From "Optimal design of high-efficiency tandem cells", J. C. C. Fan, B.-Y. Tsaur, and B. J. Palm, Proc. IEEE PVSC, 1982, p. 692.

It wasn't until the mid-2000's that the capable team led by Christiana Honsberg and Allen Barnett at the University of Delaware, together with other universities and private companies, finally realized the true potential of this design, creating a prototype device with a record-setting 42.8% efficiency.

With MIT's PV research ramping up once again, and research funding following, I hope that several game-changing inventions in PV can be both conceived - and built - at MIT within the near to medium future.

For a current list of groups involved in some aspect of PV research at MIT, check out: http://pv.mit.edu/mit_solar.html

Sunday, December 2, 2007

We Are The People We Have Been Waiting For

I just finished reading Friedman's new post on nyt.com
http://www.nytimes.com/2007/12/02/opinion/02friedman.html

To paraphrase, he describes feeling energized and hopeful after interacting with students from the MIT Energy Club, affirming that "these are [some of] the people we have been waiting for" to help us solve our climate and energy crises.

I fullheartedly agree with TF, that we have a most special budding Energy community at MIT catalyzed in no small part by student organizations such as the MIT Energy Club.
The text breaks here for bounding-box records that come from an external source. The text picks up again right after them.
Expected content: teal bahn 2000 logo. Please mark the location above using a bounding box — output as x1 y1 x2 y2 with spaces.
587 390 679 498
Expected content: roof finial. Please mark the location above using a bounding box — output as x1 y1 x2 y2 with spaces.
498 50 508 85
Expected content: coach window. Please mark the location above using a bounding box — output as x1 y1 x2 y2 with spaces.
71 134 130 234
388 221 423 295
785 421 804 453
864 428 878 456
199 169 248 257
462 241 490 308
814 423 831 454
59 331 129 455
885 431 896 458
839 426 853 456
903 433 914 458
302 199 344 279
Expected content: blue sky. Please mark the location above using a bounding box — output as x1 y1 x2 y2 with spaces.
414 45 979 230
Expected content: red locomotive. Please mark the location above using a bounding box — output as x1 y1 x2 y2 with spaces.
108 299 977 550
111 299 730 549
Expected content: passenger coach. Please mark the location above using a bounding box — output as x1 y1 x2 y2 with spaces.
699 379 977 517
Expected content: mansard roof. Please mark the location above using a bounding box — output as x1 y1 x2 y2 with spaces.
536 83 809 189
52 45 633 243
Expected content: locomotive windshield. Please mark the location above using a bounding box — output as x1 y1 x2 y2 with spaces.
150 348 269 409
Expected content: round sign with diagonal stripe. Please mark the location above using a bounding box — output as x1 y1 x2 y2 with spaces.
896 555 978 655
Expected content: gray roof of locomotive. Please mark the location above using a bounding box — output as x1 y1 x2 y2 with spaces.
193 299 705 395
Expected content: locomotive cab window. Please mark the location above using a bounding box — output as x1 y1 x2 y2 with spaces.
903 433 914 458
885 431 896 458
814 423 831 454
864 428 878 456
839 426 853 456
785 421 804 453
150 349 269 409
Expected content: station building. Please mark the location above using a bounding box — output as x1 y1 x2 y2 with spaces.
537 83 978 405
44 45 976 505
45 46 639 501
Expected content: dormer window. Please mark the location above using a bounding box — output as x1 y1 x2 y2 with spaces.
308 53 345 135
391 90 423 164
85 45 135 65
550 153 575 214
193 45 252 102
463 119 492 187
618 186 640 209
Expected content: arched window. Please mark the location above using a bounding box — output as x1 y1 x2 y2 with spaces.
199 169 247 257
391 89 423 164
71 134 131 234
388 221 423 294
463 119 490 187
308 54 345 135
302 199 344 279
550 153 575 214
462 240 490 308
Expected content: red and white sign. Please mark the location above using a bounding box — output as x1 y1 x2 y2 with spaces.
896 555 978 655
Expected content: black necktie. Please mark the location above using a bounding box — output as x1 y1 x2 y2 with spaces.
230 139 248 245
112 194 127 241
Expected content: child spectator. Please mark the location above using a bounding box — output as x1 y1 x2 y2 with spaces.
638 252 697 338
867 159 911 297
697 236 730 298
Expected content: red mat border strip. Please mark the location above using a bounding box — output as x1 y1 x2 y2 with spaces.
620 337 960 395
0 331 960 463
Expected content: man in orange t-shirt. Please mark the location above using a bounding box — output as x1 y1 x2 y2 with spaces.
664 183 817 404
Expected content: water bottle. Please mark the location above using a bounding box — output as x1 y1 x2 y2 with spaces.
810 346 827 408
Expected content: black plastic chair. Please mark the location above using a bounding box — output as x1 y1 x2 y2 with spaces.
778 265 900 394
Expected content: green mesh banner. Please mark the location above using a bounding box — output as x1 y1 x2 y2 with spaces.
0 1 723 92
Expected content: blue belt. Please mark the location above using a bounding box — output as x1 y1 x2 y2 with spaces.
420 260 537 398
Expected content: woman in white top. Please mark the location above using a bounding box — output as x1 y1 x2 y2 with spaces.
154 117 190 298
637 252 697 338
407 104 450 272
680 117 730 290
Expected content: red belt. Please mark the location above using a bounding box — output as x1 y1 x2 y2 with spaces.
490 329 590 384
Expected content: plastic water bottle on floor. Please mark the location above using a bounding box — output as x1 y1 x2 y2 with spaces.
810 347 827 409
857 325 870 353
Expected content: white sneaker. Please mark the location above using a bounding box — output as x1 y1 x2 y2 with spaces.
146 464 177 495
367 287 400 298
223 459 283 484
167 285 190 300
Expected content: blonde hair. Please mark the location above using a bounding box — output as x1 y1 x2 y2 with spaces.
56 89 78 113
But imho what makes this community special is not so much its most respectful list of past accomplishments, but rather, its tireless efforts to pursue future ones by staying true to this mission statement: "The MIT Energy Club seeks to bring together and educate the MIT energy science, technology, policy, and business communities through initiatives focused on understanding the global energy challenge through fact-based analysis and education."

"We must live as we think, otherwise we shall end up by thinking as we have lived."